Well, I do like the Flask-style API too, it’s easier to reason about, especially for simple apps. And it saves an indentation level :slight_smile: it’s just that using the class-based approach for both types of apps would make the standalone and AppDaemon versions of the API as good as identical. If I’m using the Flask-style approach for standalone apps and the class-based approach for AppDaemon apps, the APIs would still be very similar (just compare the Flask-style example to the first AppDaemon example in this post), but if you have been writing standalone apps in the Flask-style API and then for some reason switch to developing for AppDaemon (or the other way around), you suddenly have to change your programming style a bit.

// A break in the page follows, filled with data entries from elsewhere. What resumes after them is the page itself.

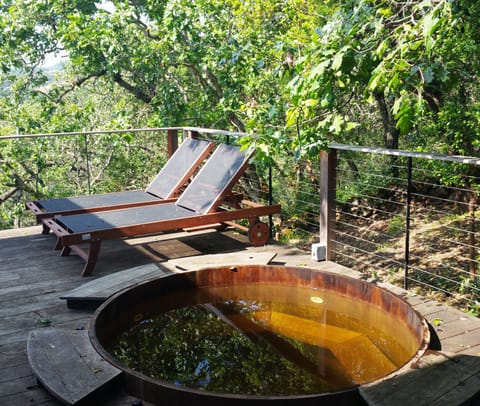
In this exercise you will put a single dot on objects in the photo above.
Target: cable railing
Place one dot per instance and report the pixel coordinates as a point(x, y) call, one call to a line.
point(415, 222)
point(412, 221)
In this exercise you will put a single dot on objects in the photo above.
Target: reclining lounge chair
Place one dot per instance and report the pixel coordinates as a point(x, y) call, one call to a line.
point(166, 185)
point(203, 203)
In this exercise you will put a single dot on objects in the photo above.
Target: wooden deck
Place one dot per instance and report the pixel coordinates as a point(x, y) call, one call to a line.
point(33, 277)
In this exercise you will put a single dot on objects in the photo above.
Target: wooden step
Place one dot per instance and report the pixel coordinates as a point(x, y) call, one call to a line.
point(67, 365)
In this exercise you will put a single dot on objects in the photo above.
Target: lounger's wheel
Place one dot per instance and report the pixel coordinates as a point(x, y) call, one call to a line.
point(258, 233)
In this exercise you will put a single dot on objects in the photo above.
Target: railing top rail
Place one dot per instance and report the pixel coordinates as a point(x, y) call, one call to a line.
point(408, 154)
point(123, 131)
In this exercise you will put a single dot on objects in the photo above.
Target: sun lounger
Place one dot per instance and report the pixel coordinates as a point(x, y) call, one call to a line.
point(204, 202)
point(167, 184)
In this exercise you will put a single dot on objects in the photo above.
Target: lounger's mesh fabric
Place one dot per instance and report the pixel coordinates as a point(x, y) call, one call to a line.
point(181, 161)
point(106, 220)
point(95, 201)
point(205, 192)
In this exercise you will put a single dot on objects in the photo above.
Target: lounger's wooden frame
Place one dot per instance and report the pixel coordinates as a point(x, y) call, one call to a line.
point(41, 214)
point(223, 211)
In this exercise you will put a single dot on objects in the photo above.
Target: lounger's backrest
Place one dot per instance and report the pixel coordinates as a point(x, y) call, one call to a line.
point(179, 168)
point(215, 179)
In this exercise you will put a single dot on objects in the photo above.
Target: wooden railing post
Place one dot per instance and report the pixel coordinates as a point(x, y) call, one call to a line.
point(328, 169)
point(172, 141)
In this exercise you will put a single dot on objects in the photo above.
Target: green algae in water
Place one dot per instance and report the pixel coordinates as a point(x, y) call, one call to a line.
point(257, 347)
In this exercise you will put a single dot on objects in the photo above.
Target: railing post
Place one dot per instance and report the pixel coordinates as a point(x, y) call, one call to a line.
point(172, 141)
point(328, 169)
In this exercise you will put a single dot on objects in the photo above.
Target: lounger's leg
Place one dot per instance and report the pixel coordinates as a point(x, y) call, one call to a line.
point(92, 257)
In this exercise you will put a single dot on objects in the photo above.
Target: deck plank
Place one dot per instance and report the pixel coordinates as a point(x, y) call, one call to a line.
point(67, 365)
point(429, 383)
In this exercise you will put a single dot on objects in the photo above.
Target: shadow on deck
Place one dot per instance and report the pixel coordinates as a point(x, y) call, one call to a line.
point(33, 277)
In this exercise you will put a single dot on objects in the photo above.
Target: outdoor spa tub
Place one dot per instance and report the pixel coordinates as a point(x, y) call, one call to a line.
point(256, 334)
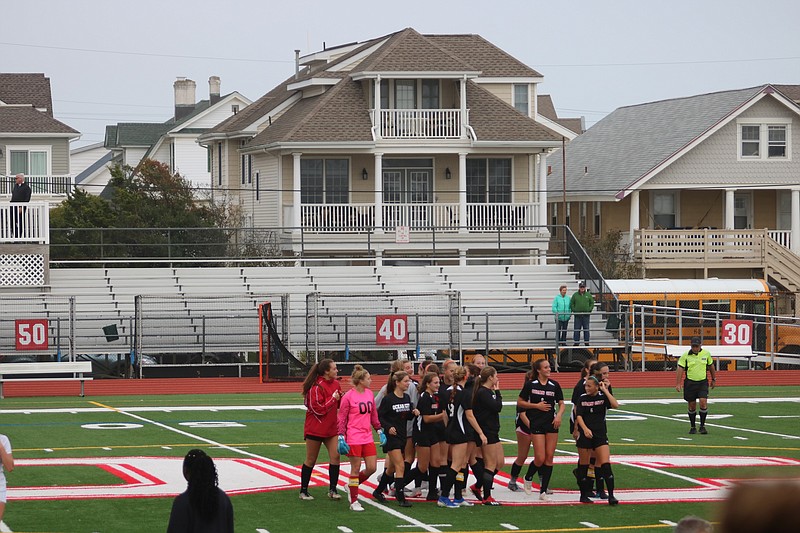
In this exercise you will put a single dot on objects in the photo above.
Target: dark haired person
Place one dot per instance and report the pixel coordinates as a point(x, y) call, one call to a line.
point(203, 507)
point(321, 393)
point(694, 366)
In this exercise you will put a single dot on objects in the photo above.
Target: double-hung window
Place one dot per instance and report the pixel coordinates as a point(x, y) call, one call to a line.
point(324, 181)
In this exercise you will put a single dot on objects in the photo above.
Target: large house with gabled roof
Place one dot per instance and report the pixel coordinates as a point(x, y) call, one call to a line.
point(707, 185)
point(174, 141)
point(403, 146)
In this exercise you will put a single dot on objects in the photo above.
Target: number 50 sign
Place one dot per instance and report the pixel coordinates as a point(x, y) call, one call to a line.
point(737, 332)
point(31, 334)
point(391, 329)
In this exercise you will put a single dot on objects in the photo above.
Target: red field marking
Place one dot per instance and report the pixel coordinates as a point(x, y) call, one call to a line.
point(134, 387)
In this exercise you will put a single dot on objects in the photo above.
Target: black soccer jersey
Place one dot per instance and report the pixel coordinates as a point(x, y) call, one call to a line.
point(395, 412)
point(593, 411)
point(534, 392)
point(486, 407)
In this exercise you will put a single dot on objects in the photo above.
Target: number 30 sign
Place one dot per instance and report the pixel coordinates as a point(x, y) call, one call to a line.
point(31, 334)
point(391, 330)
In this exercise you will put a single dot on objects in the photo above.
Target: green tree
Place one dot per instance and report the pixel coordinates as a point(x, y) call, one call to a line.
point(145, 212)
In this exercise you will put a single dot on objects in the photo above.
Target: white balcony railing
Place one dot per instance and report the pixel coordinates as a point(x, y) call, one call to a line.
point(335, 218)
point(51, 185)
point(24, 222)
point(420, 124)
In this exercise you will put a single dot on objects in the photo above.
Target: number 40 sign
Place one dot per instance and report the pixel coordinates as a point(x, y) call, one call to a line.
point(391, 330)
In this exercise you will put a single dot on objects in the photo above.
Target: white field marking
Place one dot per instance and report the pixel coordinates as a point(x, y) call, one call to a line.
point(300, 407)
point(769, 433)
point(250, 454)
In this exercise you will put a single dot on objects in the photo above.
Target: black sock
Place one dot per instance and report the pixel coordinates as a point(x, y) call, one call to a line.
point(515, 470)
point(333, 475)
point(608, 476)
point(488, 483)
point(546, 471)
point(478, 469)
point(305, 477)
point(532, 469)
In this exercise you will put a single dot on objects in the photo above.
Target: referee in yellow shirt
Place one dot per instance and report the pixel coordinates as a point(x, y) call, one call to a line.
point(694, 366)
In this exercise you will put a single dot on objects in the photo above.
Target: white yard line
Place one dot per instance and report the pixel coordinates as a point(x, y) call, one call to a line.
point(387, 510)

This may seem like hair-splitting, but I want to start from a clean base now so I don’t have to rewrite the fundamentals of the API later. So I want to look at all the options now and hear other opinions.

@daniele_athome you’re probably the one with most experience in AppDaemon from the participants in this discussion, what do you think about it?

1 Like

Can you use the alternative AppDaemon implementation approach outlined here? Using this approach based on ADBase might allow you to build something Flask-like as you are proposing. You would still need to sub-class ADBase for your app, but the MQTT or HASS plugins can then be used via “accessors” without resorting to sub-classing.

Nice find! I forgot about this alternative. But those plugin objects are still defined inside the class, no? And AppDaemon only initializes an app when it finds a subclass of ad.ADBase defined in a file. As far as I know, other code in the file outside the class definition is not executed by AppDaemon. How should the code for the AppDaemon time app look like with this approach, according to you?